When you have hearing loss, the brain still tries to do its job, but it is much harder to separate background noises from speech. The brain gets more tired, commonly known as cognitive fatigue, from the strain of trying to sort out sounds. This fatigue also leads to us missing more of those contextual clues that normally help fill in the speech parts we miss. Finally, background noises typically mask finer speech sounds such as high-pitched consonants which are often some of the first sounds that those with hearing loss struggle to hear even in quiet environments.
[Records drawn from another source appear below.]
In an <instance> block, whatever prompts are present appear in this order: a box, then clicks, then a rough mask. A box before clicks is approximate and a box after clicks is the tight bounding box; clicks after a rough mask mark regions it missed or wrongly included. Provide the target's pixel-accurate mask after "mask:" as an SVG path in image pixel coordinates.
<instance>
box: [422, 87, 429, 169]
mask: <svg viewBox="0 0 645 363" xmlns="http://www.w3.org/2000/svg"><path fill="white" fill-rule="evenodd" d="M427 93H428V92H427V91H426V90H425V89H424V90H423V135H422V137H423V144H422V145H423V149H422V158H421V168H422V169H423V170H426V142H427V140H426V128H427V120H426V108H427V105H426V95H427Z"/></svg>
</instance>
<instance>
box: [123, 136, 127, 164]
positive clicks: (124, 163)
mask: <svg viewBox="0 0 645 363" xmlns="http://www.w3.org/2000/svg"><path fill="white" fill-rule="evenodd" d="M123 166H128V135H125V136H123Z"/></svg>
Hearing aid technology can help you manage these noisy situations so that you can stay focused on the conversation. Hearing aid technology is quite sophisticated and the devices actually analyze the sounds coming in. Many people do not realize that background noise is different than speech. Background noise tends to be steady - think of the steady hum from the tables around you at restaurant - whereas speech is variable. Its frequency changes and so does the amplitude. Upon recognizing the difference, your hearing aids then make sure the speech is amplified while the background noise is not. Many hearing aids also work with your smart phone. You can program in the settings you prefer for noisy environments. Some hearing aid apps even allow for location-based settings, so as you leave your quiet home for a favorite restaurant your hearing aids automatically adjust.
Today’s hearing aid technology is ready to help you tackle noise so you can hear your best in any situation.